U.S. Supreme Court Declares California Law Restricting Sales of Violent Video Games to Minors an Unconstitutional Violation of Free Speech

 

WASHINGTON, DC — In a 7-2 ruling in Schwarzenegger v. Entertainment Merchants Association, the U.S. Supreme Court declared unconstitutional a California statute that restricts the sale of video games labeled as "violent" to minors. "Video games qualify for First Amendment protection," said Justice Antonin Scalia, writing for the majority. "Like protected books, plays, and movies, they communicate ideas through familiar literary devices and features distinctive to the medium. And 'the basic principles of freedom of speech . . . do not vary' with a new and different communication medium." The Rutherford Institute filed a "friend of the court" brief with the U.S. Supreme Court in the case, arguing that states must not usurp the duties and obligations of parents.

The Supreme Court's opinion and The Rutherford Institute's amicus brief in Schwarzenegger v. Entertainment Merchants Association are available here and here.

"When it comes to parenting, government agencies and regulations are simply no substitute for the watchful eyes of moms and dads. To do otherwise would create a chilling effect on all forms of media," stated John W. Whitehead, president of The Rutherford Institute. "We are also glad to see that the First Amendment's prohibition on censorship is still alive."

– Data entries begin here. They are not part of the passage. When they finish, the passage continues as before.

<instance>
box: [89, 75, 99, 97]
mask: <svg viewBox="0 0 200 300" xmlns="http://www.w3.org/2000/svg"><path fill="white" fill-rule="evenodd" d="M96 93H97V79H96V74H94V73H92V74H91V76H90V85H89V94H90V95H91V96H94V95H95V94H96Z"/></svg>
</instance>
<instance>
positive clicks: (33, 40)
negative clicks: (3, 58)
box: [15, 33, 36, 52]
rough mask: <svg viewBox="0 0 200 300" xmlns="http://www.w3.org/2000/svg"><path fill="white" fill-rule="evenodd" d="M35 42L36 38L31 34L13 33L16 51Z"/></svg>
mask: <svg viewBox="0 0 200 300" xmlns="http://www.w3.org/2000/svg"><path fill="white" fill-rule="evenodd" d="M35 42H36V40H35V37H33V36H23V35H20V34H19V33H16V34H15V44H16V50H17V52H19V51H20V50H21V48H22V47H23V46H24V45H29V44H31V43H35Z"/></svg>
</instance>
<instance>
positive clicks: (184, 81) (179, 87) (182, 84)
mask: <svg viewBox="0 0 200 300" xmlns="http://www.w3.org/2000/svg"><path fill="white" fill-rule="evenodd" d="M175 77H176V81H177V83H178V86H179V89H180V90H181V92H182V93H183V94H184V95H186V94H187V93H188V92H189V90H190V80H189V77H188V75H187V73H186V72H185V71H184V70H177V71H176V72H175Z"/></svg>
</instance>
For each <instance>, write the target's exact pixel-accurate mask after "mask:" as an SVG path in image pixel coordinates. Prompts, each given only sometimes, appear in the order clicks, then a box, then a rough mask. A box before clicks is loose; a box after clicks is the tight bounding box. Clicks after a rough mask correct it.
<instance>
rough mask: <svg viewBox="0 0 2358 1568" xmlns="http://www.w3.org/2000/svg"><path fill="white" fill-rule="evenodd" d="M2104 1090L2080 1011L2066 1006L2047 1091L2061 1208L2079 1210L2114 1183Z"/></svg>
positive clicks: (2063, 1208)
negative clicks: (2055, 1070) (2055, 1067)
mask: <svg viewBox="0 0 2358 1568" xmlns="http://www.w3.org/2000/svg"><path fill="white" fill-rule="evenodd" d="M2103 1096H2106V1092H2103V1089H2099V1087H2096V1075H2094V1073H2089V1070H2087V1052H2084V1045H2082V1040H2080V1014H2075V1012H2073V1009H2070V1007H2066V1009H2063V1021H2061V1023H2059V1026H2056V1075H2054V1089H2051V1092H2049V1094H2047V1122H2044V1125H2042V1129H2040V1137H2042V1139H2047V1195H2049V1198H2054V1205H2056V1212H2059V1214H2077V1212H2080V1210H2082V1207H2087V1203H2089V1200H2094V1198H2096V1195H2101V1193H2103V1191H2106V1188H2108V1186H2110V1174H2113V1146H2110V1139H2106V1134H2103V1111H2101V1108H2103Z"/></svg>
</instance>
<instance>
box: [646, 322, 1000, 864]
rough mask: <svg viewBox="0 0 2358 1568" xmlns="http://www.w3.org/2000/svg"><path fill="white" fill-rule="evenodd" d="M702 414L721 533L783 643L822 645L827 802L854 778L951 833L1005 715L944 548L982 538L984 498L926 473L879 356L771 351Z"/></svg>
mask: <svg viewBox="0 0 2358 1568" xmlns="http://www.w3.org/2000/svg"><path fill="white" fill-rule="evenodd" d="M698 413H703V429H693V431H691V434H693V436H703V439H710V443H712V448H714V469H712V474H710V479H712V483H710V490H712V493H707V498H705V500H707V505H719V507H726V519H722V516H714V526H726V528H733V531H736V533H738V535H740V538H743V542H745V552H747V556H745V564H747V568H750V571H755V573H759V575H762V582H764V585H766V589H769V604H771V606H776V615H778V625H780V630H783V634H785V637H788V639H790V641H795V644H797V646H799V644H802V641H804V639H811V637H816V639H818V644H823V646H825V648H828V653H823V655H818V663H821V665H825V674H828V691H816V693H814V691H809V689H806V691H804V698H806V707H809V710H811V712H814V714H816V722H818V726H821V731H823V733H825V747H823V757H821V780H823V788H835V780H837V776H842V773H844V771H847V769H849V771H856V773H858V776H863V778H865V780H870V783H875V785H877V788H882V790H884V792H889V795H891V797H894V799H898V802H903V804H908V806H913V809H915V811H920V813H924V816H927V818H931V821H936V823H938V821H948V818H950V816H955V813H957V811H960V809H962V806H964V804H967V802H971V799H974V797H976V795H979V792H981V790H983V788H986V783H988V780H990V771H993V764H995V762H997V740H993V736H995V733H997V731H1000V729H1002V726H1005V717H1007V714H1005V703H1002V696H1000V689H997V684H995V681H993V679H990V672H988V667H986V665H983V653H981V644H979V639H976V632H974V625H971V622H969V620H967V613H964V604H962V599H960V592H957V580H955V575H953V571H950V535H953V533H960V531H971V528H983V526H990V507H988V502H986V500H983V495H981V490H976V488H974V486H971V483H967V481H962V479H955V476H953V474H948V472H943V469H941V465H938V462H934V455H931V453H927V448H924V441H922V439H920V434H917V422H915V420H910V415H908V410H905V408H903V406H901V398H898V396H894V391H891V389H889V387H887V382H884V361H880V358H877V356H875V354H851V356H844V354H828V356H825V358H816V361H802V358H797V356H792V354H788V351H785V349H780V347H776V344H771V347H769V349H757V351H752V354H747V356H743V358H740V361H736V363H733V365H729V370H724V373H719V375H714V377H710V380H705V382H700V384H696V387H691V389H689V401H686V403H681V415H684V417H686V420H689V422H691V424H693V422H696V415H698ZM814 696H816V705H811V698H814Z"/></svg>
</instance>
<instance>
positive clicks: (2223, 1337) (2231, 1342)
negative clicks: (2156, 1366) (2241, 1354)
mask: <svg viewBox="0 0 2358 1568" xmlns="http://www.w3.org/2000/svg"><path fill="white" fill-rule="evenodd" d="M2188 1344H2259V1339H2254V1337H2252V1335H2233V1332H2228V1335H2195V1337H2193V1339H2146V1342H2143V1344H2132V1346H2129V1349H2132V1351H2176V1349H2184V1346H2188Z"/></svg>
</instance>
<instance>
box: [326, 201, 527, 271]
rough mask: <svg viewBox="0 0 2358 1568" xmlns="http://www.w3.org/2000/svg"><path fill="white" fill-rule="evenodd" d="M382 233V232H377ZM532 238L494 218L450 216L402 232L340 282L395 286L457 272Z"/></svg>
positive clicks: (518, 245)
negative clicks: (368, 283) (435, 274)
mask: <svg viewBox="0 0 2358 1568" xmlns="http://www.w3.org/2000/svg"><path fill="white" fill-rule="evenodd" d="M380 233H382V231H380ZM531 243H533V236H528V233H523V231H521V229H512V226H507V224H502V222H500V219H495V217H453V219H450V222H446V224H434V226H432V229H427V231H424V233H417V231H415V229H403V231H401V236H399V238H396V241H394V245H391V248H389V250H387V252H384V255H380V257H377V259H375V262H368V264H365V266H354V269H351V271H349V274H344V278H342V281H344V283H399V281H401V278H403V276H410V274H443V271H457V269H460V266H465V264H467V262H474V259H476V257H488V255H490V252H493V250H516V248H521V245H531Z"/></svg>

The California law at issue in Schwarzenegger v. Entertainment Merchants Association provides that a person may not sell or rent a video game labeled as "violent" to a person under 18 years of age. A "[v]iolent video game" is defined as one in which "the range of options available to a player includes killing, maiming, dismembering, or sexually assaulting an image of a human being" or "[e]nables the player to virtually inflict serious injury upon images of human beings or characters with substantially human characteristics in a manner which is especially heinous, cruel, or depraved in that it involves torture or serious physical abuse to the victim." The law was challenged as violative of the First Amendment by a video software industry group.

After a federal district court barred enforcement of the law, California appealed the decision. Upholding the lower court's decision, the Ninth Circuit Court of Appeals ruled that studies submitted by the State did not support the legislature's purported interest in preventing psychological or neurological harm. The appeals court also rejected California's request that the law be upheld using the same analysis applied to upholding restrictions on minors' access to pornography.

In its brief to the U.S. Supreme Court, Institute attorneys pointed out that the nation is on a dangerous trend toward a "nanny state" in which parents depend upon the government to control and guide children and abdicate their fundamental parental responsibilities. The amicus brief also warned that if the State's arguments in support of the law are adopted, the decision would have serious consequences for other visual media and result in self-censorship by artists in movies and television. The Institute urged the Court to allow the video game industry to enhance its current rating system for video games, thereby empowering parents to make intelligent choices for their children.

Justices Breyer and Thomas were the lone dissenters in the High Court's 7-2 ruling, declaring that "this case is ultimately less about censorship than it is about education. Our Constitution cannot succeed in securing the liberties it seeks to protect unless we can raise future generations committed cooperatively to making our system of government work."